Prime looked great. Checked everything with a light 2 times. Maybe they over sanded and the areas where the mud was got real smooth and the paper not so much. There are no lines or ridges , just diff textures from mud and paper. They are gone now tho. Won't second guess sunlight again.


----------



## chris (Apr 13, 2011)

Sunlight is every tapers worst enemy. I have been in your shoes more than once and a full skim on sun lit walls is the only way around it other than a specialty primer. Good on you for making it right . The owners of this addition decided they wanted smooth (Level 5) with no baseboard to boot. She had a semi gloss in mind but I was able to steer her out of that. I will get some better pics when job is cleaned up a bit,maybe a short vid


----------



## lrees (Jan 22, 2013)

Whats the rules of paint? When do you want to do that,?(Level 5 or not) When and where??


----------



## moore (Dec 2, 2010)

lrees said:


> Whats the rules of paint? When do you want to do that,?(Level 5 or not) When and where??

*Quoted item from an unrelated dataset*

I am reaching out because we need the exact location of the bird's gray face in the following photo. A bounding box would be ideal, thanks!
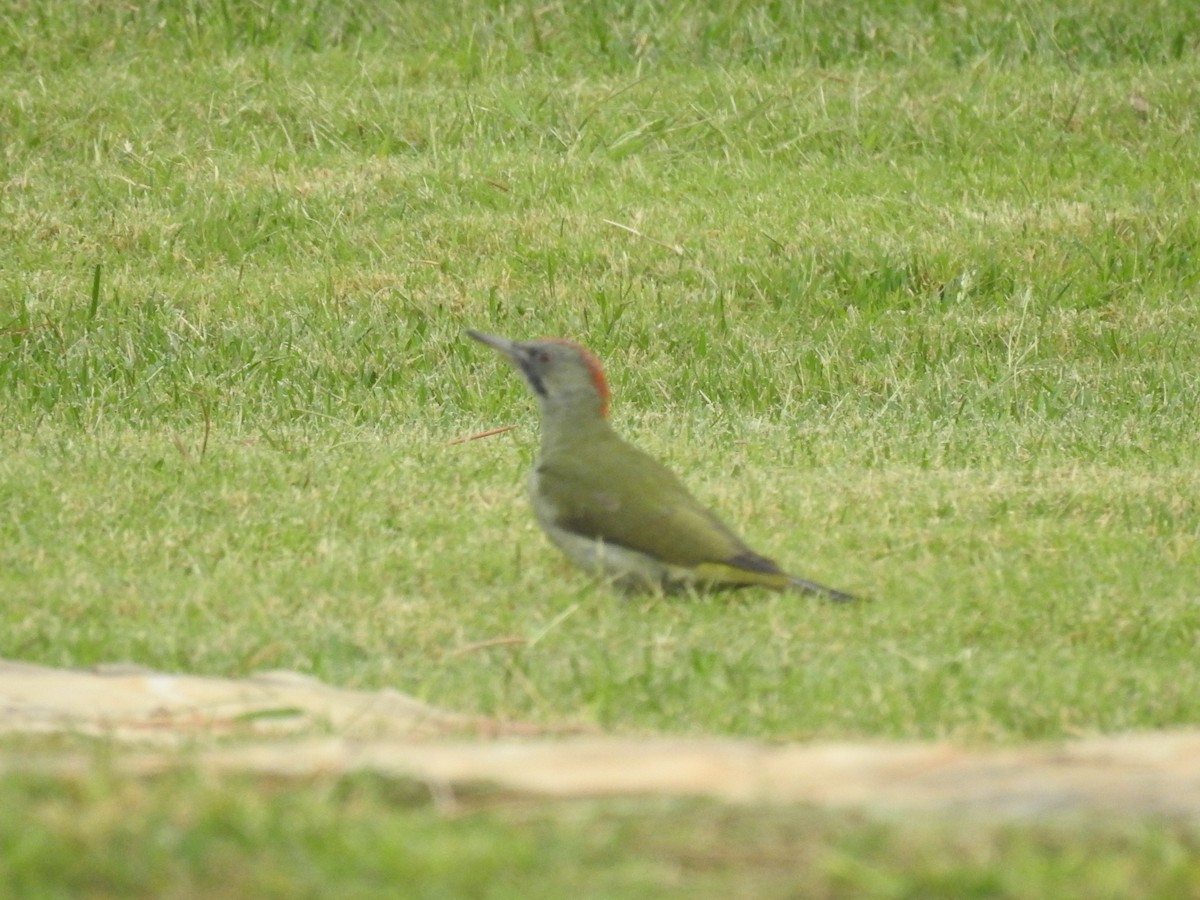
[467,330,610,418]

 WHEN THEY WANT TO PAY FOR IT!!!:whistling2:


----------



## jcampbell (Aug 26, 2012)

Any if you guys ever use the certainteed L5 primer? If so , do you recommend it. I can get it at the same price as bm drywall primer


----------



## Bazooka-Joe (Dec 31, 2010)

well next time add 3 quarts of mud to 5 gal primer and roller on. I did my house that way with a malmine spike in my paint durable walls no flash and washable surface


----------



## boco (Oct 29, 2010)

Bazooka-Joe said:


> well next time add 3 quarts of mud to 5 gal primer and roller on. I did my house that way with a malmine spike in my paint durable walls no flash and washable surface


 hey dont be telling people my secrets. lol.


----------